PCNSL can involve cranial nerves, and cranial nerves can be the only involved site. According to published data, 15% - 25% of patients with PCNSL had ocular involvement (
17). Malikova et al. (
5), reported that 42.6% of PCNSL cases involved optic pathways, 5.6% of cases involved other cranial nerves, and one case exhibited solitary auditory nerve involvement without other lesions. Ohta et al. (
17), reported a patient with PCNSL with ocular involvement. In the current study, no cranial nerves showed any signs of involvement. However, cranial nerve and leptomeningeal involvement are very common in secondary central nervous system (CNS) lymphoma (
2). The current study had several limitations. First, the number of patients in the current cohort study was small. Only 21 PCNSL and 13 GBM cases were included. All the cases with PCNSL were of the diffuse large B-cell lymphoma (DLBCL) subtype. Therefore, selective bias could not be avoided. Second, although functional MRI (such as diffusion-weighted imaging, magnetic resonance spectroscopy, perfusion-weighted imaging) was useful to differentiate PCNSL and GBM when conventional MRI findings overlap (
7), only some of the current study cases were examined by functional MRI techniques and a statistical comparison was not possible. A larger number of patients and wider application of advanced MRI techniques are needed for further studies.

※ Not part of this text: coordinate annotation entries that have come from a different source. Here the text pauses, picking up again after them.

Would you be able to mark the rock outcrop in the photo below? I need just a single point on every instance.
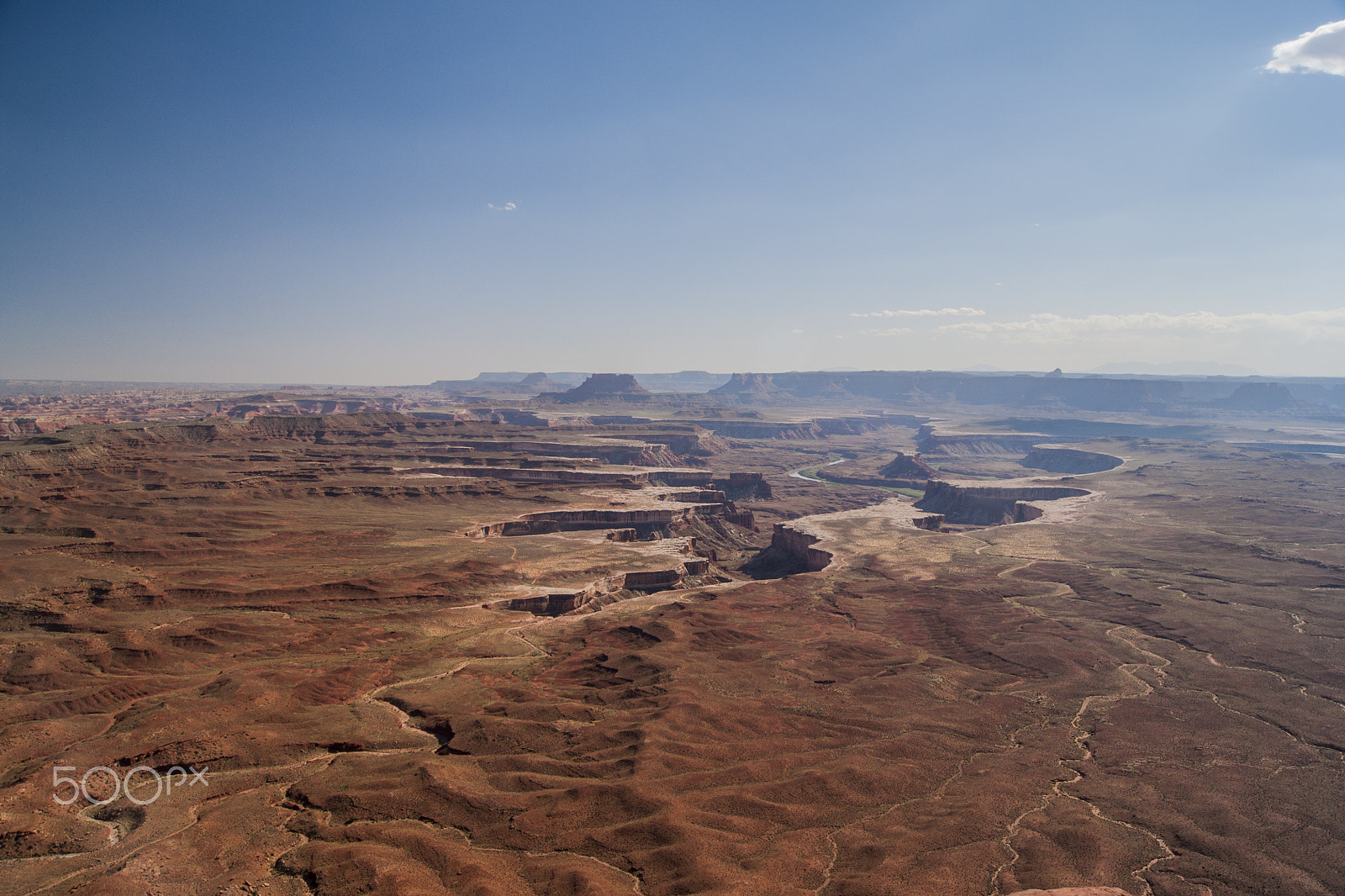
(602, 387)
(907, 467)
(990, 505)
(1069, 461)
(800, 544)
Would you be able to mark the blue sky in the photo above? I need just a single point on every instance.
(396, 192)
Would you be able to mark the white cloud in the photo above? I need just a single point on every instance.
(1308, 326)
(925, 313)
(1318, 50)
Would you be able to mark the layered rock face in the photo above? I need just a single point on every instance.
(1069, 461)
(603, 387)
(800, 544)
(907, 467)
(989, 506)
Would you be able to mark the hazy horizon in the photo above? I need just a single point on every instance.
(354, 194)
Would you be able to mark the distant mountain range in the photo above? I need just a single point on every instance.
(1177, 369)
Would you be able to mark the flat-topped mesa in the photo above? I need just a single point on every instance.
(990, 505)
(1069, 461)
(746, 383)
(688, 573)
(908, 467)
(602, 387)
(800, 544)
(541, 382)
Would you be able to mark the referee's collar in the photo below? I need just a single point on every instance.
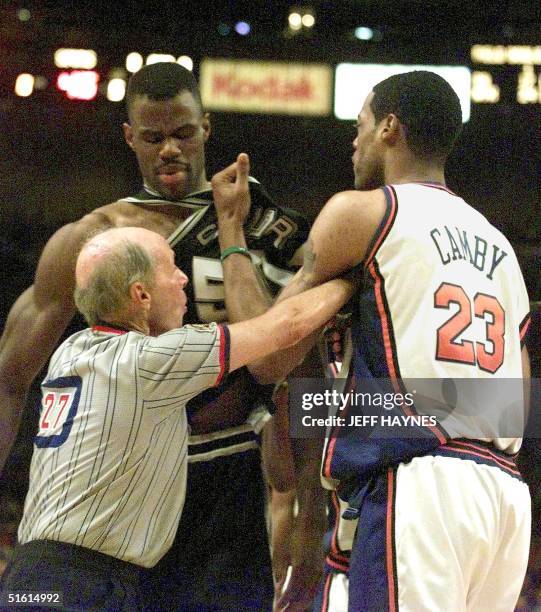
(110, 328)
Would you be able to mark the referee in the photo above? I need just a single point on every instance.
(108, 474)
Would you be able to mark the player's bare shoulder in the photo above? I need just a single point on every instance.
(122, 213)
(350, 219)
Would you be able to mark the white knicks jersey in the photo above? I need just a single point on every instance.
(450, 299)
(110, 459)
(443, 308)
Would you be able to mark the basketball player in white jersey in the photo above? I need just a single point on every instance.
(444, 524)
(108, 475)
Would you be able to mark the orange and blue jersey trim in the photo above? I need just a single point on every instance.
(225, 345)
(481, 452)
(385, 225)
(524, 328)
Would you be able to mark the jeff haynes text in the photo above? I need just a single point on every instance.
(388, 401)
(373, 420)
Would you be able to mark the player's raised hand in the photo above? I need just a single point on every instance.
(230, 189)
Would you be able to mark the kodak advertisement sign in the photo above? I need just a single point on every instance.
(266, 87)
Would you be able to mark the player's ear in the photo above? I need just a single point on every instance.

In summary, PCNSLs can involve both infra- and supratentorial regions, and typical locations include the frontal lobe, basal ganglia, and periventricular white matter. The lesions can be worm-like, nodular, mass-like, or patchy in appearance with homogeneous enhancement. Due to pliability of PCNSLs, subcortical lesions can wrap around the cortex, giving rise to a crescent appearance. Open-ring enhancement, “notch sign”, and homogeneous enhancement with regular IVE can be specific features to differentiate PCNSL from GBM. Although IVE is observed both in PCNSL and GBM, and there is no significant difference between them, IVE patterns differ in PCNSL and GBM images, which should be considered. Intratumoral vascular flow voids only manifest in GBM lesions. Necrotic or cystic components within the lesion cannot exclude PCNSL, but they are rare. Finally, the current study observed that PCNSL showed specific features and patterns on conventional MRI. Thus, conventional MRI, especially contrast enhanced MRI, is a reliable technique to diagnose PCNSL and GBM at the time of initial presentation.